MS işareti 4 erken belirti
Erken teşhis noktasında önemli belirtileri paylaşan Mıhçıoğlu:
- Ayaklarda başlayan artan uyuşma;
- İki taraflı el uyuşması;
-Tek taraflı kol ve bacakta uyuşma;
- Isı intoleransı erken belirtilerdir. Optik Nörit, MS'in sık görülen erken semptomlarındandır. Bulanık görme, renk algısında değişiklik, görme alanı kusuru ile karakterizedir. En yaygın ilk başvuru semptomlarından bir diğeri de her iki ekstremitede güçsüzlük olmakla birlikte, güçsüzlük sadece bir ekstremitede veya dört ekstremitenin tamamında da bulunabilir. Hastalık ilerledikçe orijinal belirti ve semptomlar kötüleşebilir ve yenileri ortaya çıkabilir.
Erken teşhis önemli
Aile öyküsü ile klinik olarak izole edilmiş sendromun (KİS) erken teşhisinin konulabileceğini söyleyen Dr. Esra Mıhçıoğlu “Bu da hastaların tedavilere erken başlamasına ve başka bir atağı geciktirmesine olanak tanır. Bu önemlidir, çünkü bazı araştırmalar MS'in ilk yılda neden olduğu hasarın sonraki yıllara göre üç kat daha fazla olabileceğini öne sürmektedir. Erken teşhis önemlidir çünkü erken müdahalenin yararlı olduğuna dair artan kanıtlar vardır. Trapp ve arkadaşlarına göre hastalık sürecinin erken safhalarında asemptomatik hastalarda bile aksonal kayıp mevcut olabilir. Ek olarak, MS'i düşündüren nörolojik semptomların ilk atağı olan hastalarda yapılan çalışmalar, interferon tedavisi ile azalmış özürlülük ve daha düşük ikincil relaps oranları göstermiştirMS ilaçları ile tedavinin ilerlemeyi durduğu defalarca gösterilmiştir. Son yirmi yılda MS için tedavilerin geliştirilmesinde önemli ilerlemeler kaydedildi. Mevcut tedavilerin sayısı gelecekte önemli ölçüde artacaktır. Hastalıksız bir duruma ulaşma olasılığı (yeni beyin MRI lezyonlarının ve klinik relapsların olmaması) artık oldukça etkili hastalık modifiye edici ajanların kullanılmasıyla mümkün olabilir. Örneğin; İnterferon ve glatiramer asetat gibi ilaçlar relaps oranını yaklaşık üçte bir oranında azaltır” dedi. 5 öneriyi hayata geçirin İlaç tedavisinin yanı sıra yaşam değişikliklerinin MS üzerinde etkili olduğunu belirten
Dr. Esra Mıhçıoğlu hastaların günlük yaşamlarında dikkat etmesi gereken önerileri sıraladı:
-Uykuyu önemseyin: Düzenli bir uyku programı uygulayın ve yatak odanızın serin, karanlık ve ekransız olduğundan emin olun.

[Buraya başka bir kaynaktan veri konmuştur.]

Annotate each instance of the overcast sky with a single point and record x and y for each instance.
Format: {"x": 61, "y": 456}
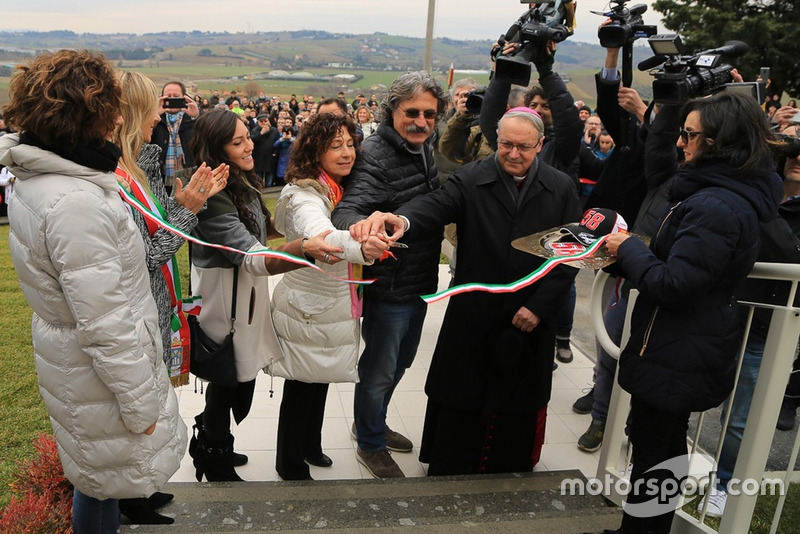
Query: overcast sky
{"x": 457, "y": 19}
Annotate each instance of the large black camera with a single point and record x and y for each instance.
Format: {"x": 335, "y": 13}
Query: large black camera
{"x": 475, "y": 100}
{"x": 790, "y": 146}
{"x": 683, "y": 77}
{"x": 542, "y": 23}
{"x": 626, "y": 25}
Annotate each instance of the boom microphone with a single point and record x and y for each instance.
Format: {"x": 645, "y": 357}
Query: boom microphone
{"x": 731, "y": 48}
{"x": 651, "y": 62}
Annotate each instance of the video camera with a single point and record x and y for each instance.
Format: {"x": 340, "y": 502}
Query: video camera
{"x": 790, "y": 147}
{"x": 475, "y": 100}
{"x": 627, "y": 25}
{"x": 547, "y": 21}
{"x": 682, "y": 77}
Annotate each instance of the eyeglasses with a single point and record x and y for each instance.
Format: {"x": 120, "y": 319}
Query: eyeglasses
{"x": 413, "y": 113}
{"x": 686, "y": 135}
{"x": 508, "y": 146}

-Sağlıklı beslenin: "MS diyeti " yoktur. Doymuş yağ oranı düşük ve lif oranı yüksek yiyecekleri seçin.
-Egzersiz yapın: Sokakta dolaşmak bile yardımcı olabilir. Egzersiz kemikleri korur ve kasları güçlendirir. Depresyonu uzak tutar ve daha iyi uyumanıza yardımcı olur.
-Stresinizi yönetin: Stres belirtilerinizi daha da kötüleştirebilir. Meditasyon yapın, okuyun, günlüğe kaydedin veya arkadaşlarınızla sohbet edin, iniş ve çıkışları kontrol etmenize yardımcı olacak bir şey bulun.
-Serin kalın: Vücut ısısındaki artış semptomlarınızı daha da kötüleştirebilir. Serin ortamları tercih edin. Dışarıda bol, nefes alabilen giysiler giyin.